Adverse effects of CRISPR-based chromatin labeling

A noteworthy observation is that the interactions of the dCas9-sgRNA complex with chromatin can cause undesirable effects on cellular processes, which may impact certain experiments. Although CRISPR-based imaging methods are well established for DNA tracking, for example, in DNA repair analysis (Lyu et al. 2022; Zhang et al. 2024), DNA binding by dCas9-sgRNA can affect natural genome folding processes (Clow et al. 2022). Moreover, upon binding to DNA, the dCas9-sgRNA complex can interfere with transcription by blocking RNA polymerase progression, thereby preventing transcript elongation or hindering transcription factor binding (Qi et al. 2013). Transcriptomic analysis in human induced pluripotent stem cells revealed that dCas9 overexpression alters the expression of several genes involved in developmental processes (Haellman et al. 2022). Another study reported that dCas9 binding can locally open chromatin, thereby increasing accessibility for transcription factors in mouse embryonic stem cells and, consequently, affecting gene expression (Barkal et al. 2016). The binding of dCas9 to DNA can also hamper DNA replication and sister chromatid resolution (Xiong et al. 2023). Furthermore, dCas9 binding can induce TP53-dependent cell cycle arrest in human cells (Geisinger and Stearns 2020). These issues should be carefully considered during experimental design and subsequent data analysis.

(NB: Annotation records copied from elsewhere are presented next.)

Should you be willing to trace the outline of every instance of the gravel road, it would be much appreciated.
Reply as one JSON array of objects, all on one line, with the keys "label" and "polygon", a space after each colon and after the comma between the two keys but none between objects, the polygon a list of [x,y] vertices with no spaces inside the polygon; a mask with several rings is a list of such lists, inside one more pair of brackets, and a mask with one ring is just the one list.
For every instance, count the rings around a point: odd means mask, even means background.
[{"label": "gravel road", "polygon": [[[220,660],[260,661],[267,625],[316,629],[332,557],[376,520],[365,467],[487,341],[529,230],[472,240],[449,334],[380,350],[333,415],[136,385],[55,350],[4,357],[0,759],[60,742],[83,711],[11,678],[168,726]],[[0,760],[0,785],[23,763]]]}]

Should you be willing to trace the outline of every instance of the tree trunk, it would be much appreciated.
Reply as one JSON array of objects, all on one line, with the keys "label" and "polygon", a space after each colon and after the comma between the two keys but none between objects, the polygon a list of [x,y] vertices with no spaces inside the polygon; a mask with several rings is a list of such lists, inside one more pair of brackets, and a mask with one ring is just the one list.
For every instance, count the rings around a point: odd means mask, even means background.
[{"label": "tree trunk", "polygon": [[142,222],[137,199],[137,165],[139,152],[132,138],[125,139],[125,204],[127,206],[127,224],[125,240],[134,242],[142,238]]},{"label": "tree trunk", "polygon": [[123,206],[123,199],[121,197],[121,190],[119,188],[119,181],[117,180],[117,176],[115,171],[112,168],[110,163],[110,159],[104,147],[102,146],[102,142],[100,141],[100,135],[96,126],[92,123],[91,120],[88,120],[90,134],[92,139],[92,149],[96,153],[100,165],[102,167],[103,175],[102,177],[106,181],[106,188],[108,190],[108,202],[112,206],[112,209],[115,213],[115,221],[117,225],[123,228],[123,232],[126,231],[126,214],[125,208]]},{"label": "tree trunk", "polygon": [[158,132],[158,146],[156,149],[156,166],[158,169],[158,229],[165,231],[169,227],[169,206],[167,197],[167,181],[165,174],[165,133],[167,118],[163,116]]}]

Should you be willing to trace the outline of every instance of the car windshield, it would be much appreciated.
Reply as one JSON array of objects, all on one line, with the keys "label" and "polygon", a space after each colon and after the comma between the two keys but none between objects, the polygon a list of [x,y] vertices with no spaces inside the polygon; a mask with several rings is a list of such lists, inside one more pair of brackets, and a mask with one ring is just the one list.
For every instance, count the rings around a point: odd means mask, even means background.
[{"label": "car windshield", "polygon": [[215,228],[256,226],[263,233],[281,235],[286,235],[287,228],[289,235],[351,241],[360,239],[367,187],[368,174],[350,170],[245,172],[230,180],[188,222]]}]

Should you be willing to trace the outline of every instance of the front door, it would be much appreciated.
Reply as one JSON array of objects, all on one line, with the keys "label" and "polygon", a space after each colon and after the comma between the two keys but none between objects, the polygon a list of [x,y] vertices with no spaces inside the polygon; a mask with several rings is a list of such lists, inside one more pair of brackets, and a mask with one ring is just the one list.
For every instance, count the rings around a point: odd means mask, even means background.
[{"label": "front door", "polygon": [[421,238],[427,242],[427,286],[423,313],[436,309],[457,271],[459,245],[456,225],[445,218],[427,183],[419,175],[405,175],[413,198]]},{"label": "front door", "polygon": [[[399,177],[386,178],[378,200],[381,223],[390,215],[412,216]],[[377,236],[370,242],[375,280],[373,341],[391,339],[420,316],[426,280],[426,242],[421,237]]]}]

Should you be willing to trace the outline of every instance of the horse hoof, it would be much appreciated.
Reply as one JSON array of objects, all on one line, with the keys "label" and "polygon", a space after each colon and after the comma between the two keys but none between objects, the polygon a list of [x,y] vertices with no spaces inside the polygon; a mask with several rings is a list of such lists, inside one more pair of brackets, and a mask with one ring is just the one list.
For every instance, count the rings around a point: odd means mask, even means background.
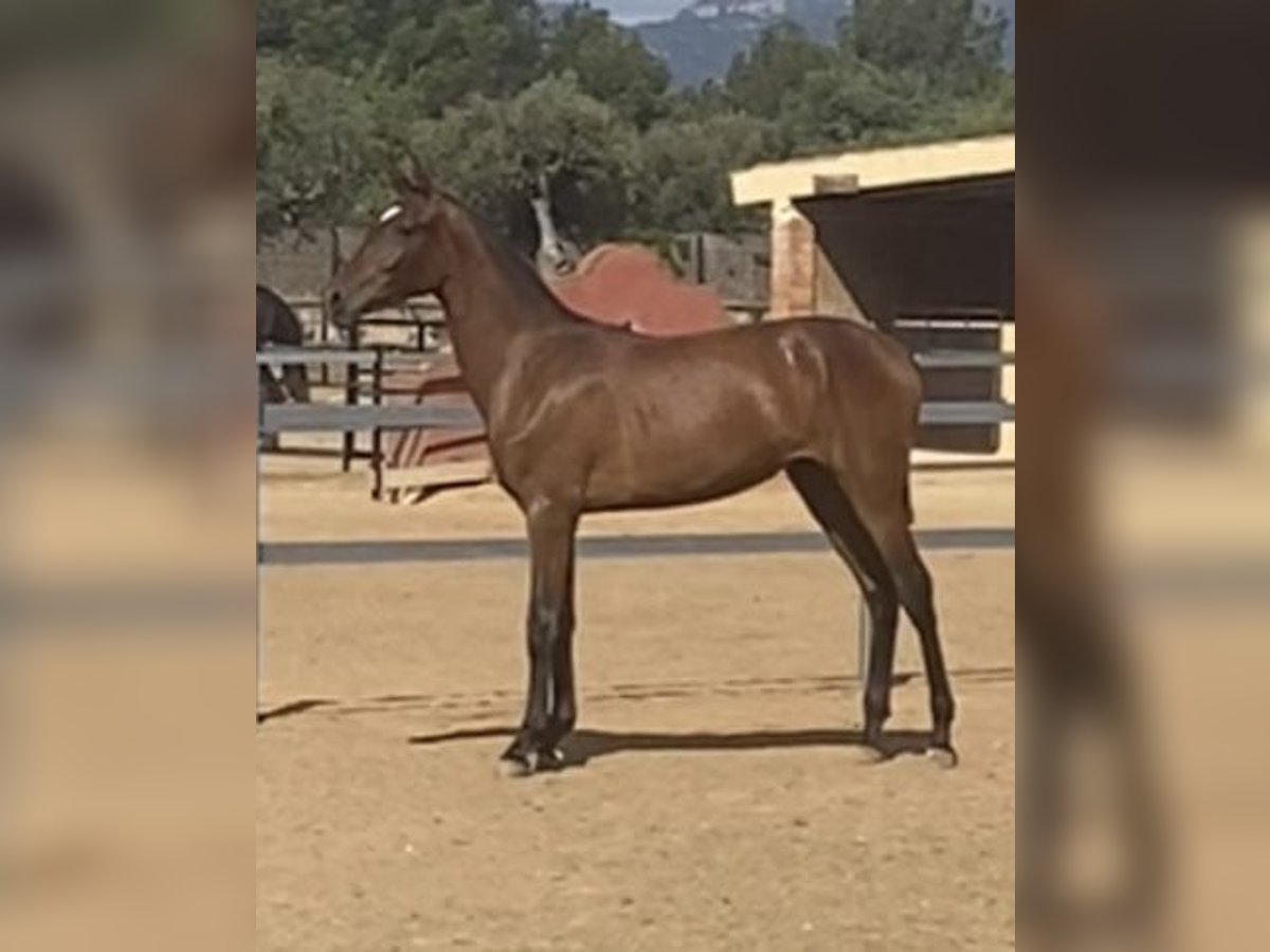
[{"label": "horse hoof", "polygon": [[498,759],[498,772],[508,779],[532,777],[536,768],[536,757],[521,757],[518,754],[504,754]]},{"label": "horse hoof", "polygon": [[880,764],[886,759],[886,754],[878,748],[871,748],[867,744],[864,746],[852,748],[852,759],[861,767],[872,767]]},{"label": "horse hoof", "polygon": [[565,768],[564,754],[559,748],[544,748],[537,751],[537,762],[533,769],[537,772],[563,770]]}]

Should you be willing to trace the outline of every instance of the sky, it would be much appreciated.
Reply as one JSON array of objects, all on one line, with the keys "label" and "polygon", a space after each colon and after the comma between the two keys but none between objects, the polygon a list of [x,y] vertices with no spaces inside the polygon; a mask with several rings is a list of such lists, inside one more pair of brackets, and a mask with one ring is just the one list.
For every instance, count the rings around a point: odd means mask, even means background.
[{"label": "sky", "polygon": [[690,3],[691,0],[592,0],[591,5],[608,10],[618,23],[640,23],[664,20]]}]

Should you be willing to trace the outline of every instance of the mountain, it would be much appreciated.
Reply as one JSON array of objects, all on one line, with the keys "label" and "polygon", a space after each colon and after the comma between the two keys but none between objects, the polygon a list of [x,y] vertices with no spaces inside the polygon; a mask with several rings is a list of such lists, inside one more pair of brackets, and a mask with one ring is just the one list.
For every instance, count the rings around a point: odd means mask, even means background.
[{"label": "mountain", "polygon": [[672,19],[641,23],[635,30],[669,66],[676,85],[700,86],[723,79],[739,53],[782,20],[832,43],[847,9],[847,0],[696,0]]},{"label": "mountain", "polygon": [[[1010,20],[1006,62],[1015,65],[1015,0],[982,0]],[[851,0],[695,0],[667,20],[634,27],[644,44],[665,61],[678,86],[719,80],[739,53],[781,22],[796,23],[822,43],[837,41]]]}]

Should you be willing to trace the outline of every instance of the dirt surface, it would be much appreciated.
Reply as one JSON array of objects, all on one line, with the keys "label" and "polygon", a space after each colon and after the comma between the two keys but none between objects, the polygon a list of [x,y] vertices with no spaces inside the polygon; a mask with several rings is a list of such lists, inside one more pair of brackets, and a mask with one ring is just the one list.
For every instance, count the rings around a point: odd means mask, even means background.
[{"label": "dirt surface", "polygon": [[[269,459],[267,541],[519,534],[491,487],[418,508]],[[1013,524],[1013,473],[923,473],[918,524]],[[810,527],[781,484],[588,533]],[[1013,947],[1013,553],[928,556],[961,767],[862,764],[856,595],[829,555],[579,567],[583,765],[494,763],[525,687],[525,566],[271,567],[260,581],[260,949]],[[898,670],[919,673],[900,632]],[[900,748],[926,683],[895,688]]]}]

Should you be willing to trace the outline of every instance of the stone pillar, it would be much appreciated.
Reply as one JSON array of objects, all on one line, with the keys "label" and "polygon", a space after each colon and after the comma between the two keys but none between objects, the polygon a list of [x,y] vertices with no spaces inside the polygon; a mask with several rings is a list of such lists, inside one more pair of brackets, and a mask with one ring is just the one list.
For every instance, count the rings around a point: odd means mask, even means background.
[{"label": "stone pillar", "polygon": [[814,312],[815,227],[792,202],[773,202],[771,317]]}]

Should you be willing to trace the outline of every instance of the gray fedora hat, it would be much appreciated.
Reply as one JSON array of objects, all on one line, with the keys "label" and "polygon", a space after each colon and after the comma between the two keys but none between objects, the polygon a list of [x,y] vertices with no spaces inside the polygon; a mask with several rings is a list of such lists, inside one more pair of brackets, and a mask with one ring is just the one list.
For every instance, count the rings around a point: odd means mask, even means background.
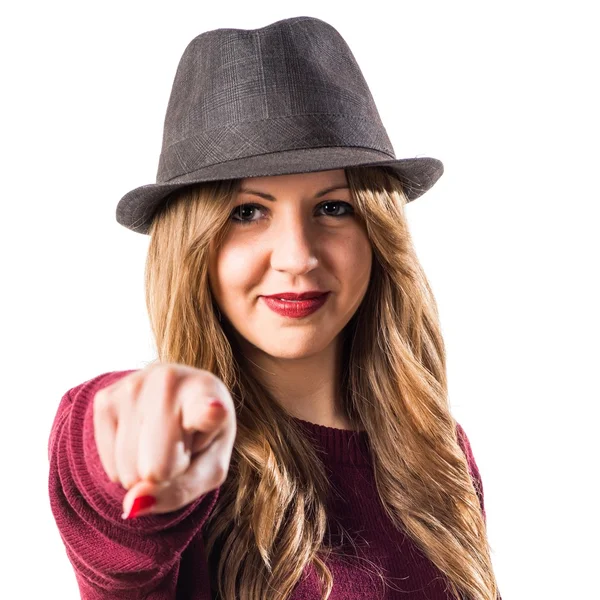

Given that dCas9-sgRNA binding to DNA can influence chromatin organization, transcription, DNA replication, and cell cycle progression, these effects should be explicitly evaluated as part of the experimental design. For loci located near actively transcribed genes, it is recommended to monitor local gene expression before and after labeling, for example, by RT-qPCR or RNA-seq, to determine whether dCas9 binding interferes with RNA polymerase activity or transcription factor access. To assess potential changes in chromatin accessibility, complementary assays such as ATAC-seq or chromatin immunoprecipitation can be used to compare labeled and unlabeled cells. Simultaneously, replication-related effects can be evaluated by monitoring cell cycle profiles and DNA synthesis, for example, by using flow cytometry-based cell cycle analysis or EdU incorporation assays. Because dCas9 binding is associated with TP53-dependent cell cycle arrest, it is advisable to routinely measure cell viability, proliferation rates, and p53 pathway activation during experiments. The inclusion of dCas9-alone and nontargeting sgRNA controls can help distinguish general effects of protein overexpression from locus-specific effects caused by DNA binding. Finally, when interpreting imaging or functional data, results should be considered in the context of these potential perturbations. Observed changes in chromatin position, transcriptional output, or cellular behavior may reflect not only the natural state of the genome but also the local and global effects induced by dCas9 occupancy itself.